Blender 2.54 Beta, Windows 7, 64-bit.
Downloaded Blender 2.54 beta from the link:
http://mirror.cs.umn.edu/blender.org/release//Blender2.54beta/blender-2.54-beta-windows32.exe
Error message, running as unprivileged user:
found bundled python: C:\PROGRA~2\BLENDE~1\Blender\2.54\python
bpy: couldnt find 'scripts/modules', blender probably wont start.
ImportError: No module named bpy_types
ImportError: No module named bpy_types
pyrna_srna_ExternalType: failed to find 'bpy_types' module
...
(thousands of lines of similar messages)
What seems to be happening is that Blender, run as an ordinary user, is trying to use files only accessible to a privileged user.
At least one problem is that the installed shortcut for launching Blender
has
"Start in: C:\Users\user\AppData\Local\Temp"

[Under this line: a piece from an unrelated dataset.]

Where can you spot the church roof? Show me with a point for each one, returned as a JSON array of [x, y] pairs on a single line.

"user", on Windows 7, is the default privileged user, and I'm not running as that. That directory is inaccessible to ordinary users. That should probably be "%USER%" (the current user), not "user" (the privileged user).
That fix isn't enough to fix the problem. But there are probably more problems like that in the install.
Uninstalling and re-installing does not help, but the uninstaller doesn't completely remove Blender 2.54, anyway.
(This may be a duplicate bug, but until someone fixes the "Search temporary disabled..." problem with the tracker web site, I can't tell.)
John Nagle
Description
Event Timeline
See also issue #24454, which seems to be roughly the same problem, but with the Linux install.
#24454 "blender-2.55 doesn't display it's menu bar" (not very descriptive title) I filed for linux blender may or may not be parallel with this bug. I've been aware of blender failing to display menus since early in the 2.50 development and I've worked around it with a wrapper script that copied .blender from /usr/share/blender (the equivalent to the admin windows location but I'm sure that windows installers can write to users directories, I lost interest during xp but this is so in vista.
IMHO blender itself should take care of it's user owned configuration files which is the norm. Linux installers can only write root owned things.
I was told that blender should run on linux with no user owned directories and I'm busy debugging the linux problem, which seems build related via the devel email list.
Although the "no menu display" problem is the result in both bugs, the solutions are quite different.
Looking at our installer code it's clear we don't have code in there to do multi-user installations. Reference: http://nsis.sourceforge.net/Docs/MultiUser/Readme.html
Moving to our todo page in wiki: http://wiki.blender.org/index.php/Dev:2.5/Source/Development/Todo/Install-OS#Installation
Incorrectly closed with claim that this is not a "bug".
Status: Developer in denial.
If the Blender installer is run as an ordinary user on Windows 7, it requests administrator privileges. It then installs Blender for Administrator use ONLY. It does NOT do a single-user install as the requested user.
The Windows installer can be set up for a "Standard" (unprivileged) install, but that's not what's being done here. To do that, it's necessary to install as "MULTIUSER_INSTALLMODE_DEFAULT_CURRENTUSER". That won't pop up a request for administrator privileges.
Note that this problem has been discovered over at Blender Artists: "http://blenderartists.org/forum/archive/index.php/t-181068.html". You can read about the problems someone had setting up Blender for 300 students at a school.
(Of course, for each user who reported a problem, there are typically ten who just decided Blender was broken and gave up.)
Hi John,
Nathan is not denying the problem, he correctly identified it and marked it on our wiki as something to resolve.
We only keep bug reports open here for issues in our code that don't work as the developer (or design) intended it.
There are plenty of cases when Blender doesn't work as expected by users, that's not for our bug tracker to collect, we put this well organized in wiki for the entire team to work on.
This is moved to the todo list, as it is something that wasn't even implemented yet. I understand that it causes trouble, and that is also the reason it was moved to the _todo list_ and _not rejected_.
I'm aware there are issues with the installer, and as per note on release page, I prefer people to use the zip distribution, as that will work just anywhere it gets extracted, and has the least amount of fuss (even for school administrators, I'd imagine - disclaimer: subjective opinion).
Anyway, until I learn NSIS properly, or some NSIS guru can provide a good patch for our installer, this will be on the todo list. I've tried making changes, and most of the machines I've tested on the installer works, but apparently there are many more scenarios that I have not foreseen and cannot test myself.
If you have good skills with NSIS, I'd love to see our installer improved through patches by you.